The film opens at Christmas time in New York in the crazy aisles of Bloomingdales. Jonathan (Cusack) and Sara (Beckinsale) both grab the last pair of black cashmere gloves and then end up trying to make the other person take them. Sara insists on repaying his "kindness" by buying him a treat at a local pastry shop called Serendipity. There's an instant connection between them, but they are both in relationships with other people and decide to just enjoy their chance meeting. They separate without exchanging names or phone numbers only to find themselves right back where they started when they each return to the shop to collect something they left behind. Deciding that fate meant them to spend more time together, they go to an outdoor ice rink and skate the night away. Since they have no expectations about the outcome of the evening, they are able to just be themselves...and they like what they discover. Jonathan wants to get to know her better, but Sara is convinced, if that is the will of the world, fate will bring them back together. To test the power of destiny, they decide to send two items off into the universe one with his name and number, the other with hers to see if it's really meant to be.

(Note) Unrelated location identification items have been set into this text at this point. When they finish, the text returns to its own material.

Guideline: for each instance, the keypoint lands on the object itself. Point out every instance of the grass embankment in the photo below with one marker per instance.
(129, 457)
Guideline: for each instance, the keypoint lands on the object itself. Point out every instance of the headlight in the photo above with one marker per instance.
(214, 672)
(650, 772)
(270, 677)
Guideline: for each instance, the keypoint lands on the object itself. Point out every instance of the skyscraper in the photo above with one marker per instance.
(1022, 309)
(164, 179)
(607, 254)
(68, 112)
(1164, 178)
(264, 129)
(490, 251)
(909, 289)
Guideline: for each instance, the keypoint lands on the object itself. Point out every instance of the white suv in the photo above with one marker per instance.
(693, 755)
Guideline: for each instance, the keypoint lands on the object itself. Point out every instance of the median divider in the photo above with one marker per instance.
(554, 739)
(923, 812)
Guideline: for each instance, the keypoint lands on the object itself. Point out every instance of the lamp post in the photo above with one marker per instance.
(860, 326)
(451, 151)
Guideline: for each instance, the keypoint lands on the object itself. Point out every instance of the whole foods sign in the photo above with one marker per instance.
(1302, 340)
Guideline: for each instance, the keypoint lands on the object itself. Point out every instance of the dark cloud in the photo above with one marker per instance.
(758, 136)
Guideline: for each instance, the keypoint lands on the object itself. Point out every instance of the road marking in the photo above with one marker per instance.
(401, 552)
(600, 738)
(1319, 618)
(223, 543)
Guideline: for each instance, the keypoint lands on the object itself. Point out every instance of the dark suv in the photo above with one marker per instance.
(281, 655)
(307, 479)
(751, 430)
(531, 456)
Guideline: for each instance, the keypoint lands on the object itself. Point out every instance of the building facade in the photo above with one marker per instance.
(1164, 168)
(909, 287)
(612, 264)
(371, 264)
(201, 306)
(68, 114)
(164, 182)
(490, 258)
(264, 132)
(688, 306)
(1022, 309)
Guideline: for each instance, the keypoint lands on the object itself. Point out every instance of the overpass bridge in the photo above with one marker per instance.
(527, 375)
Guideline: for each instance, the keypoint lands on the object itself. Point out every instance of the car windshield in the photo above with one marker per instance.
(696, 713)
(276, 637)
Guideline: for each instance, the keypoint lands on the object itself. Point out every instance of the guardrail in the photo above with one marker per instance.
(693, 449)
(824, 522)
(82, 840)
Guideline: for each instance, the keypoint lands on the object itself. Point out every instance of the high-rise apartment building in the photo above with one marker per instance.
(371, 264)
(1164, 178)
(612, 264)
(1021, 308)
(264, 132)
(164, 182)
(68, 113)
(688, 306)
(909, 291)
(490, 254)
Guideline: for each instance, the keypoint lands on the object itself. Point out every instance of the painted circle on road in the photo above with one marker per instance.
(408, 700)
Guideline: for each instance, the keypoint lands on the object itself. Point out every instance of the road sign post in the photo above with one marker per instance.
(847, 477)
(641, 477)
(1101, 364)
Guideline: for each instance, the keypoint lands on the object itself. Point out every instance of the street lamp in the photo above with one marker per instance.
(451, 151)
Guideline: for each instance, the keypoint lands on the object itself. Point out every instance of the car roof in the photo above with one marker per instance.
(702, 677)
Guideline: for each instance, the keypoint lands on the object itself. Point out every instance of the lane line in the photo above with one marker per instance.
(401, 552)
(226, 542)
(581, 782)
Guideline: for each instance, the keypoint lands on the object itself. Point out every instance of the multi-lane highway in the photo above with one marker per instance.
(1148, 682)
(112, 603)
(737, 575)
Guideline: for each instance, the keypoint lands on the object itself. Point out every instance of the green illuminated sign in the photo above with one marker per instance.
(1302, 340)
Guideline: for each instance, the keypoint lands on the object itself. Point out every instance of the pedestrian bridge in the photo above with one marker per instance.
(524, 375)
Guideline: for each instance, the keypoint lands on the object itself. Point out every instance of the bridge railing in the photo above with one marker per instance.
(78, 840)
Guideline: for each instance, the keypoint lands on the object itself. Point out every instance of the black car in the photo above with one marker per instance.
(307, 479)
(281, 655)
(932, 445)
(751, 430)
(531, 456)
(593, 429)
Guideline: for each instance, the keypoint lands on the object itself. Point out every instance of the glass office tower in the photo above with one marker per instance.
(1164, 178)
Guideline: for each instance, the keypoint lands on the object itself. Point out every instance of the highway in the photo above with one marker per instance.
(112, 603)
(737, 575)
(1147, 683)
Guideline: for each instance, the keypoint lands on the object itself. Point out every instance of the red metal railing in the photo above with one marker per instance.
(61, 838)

We move to several years in the future with both of them on the road to happily ever after with other people. Jonathan is only a few days away from his wedding to Halle (Moynahan) when he finds himself overcome with memories of Sara. Unable to get the possibility of "what if" out of his mind, he enlists the help of his best friend Dean (Piven) to track her down. It's not easy and it seems that despite his gut feeling that this is the right path, nothing about this quest goes his way. On the opposite end of the country Sara is planning a wedding of her own to new-age musician Lars (Corbett). As much as she cares for him, she begins to have doubts about their future together since it's clear his career comes first. She's no longer such an avid proponent of fate, but can't ignore the signs being thrown at her from the universe. She enlists the company of her best friend Eve (Shannon) on a last ditch trip to New York in order to put these apprehensions to bed for good. They are drawn closer and closer in a tangled web of near misses and mutual acquaintances, but it's not until they surrender to themselves that they finally reunite.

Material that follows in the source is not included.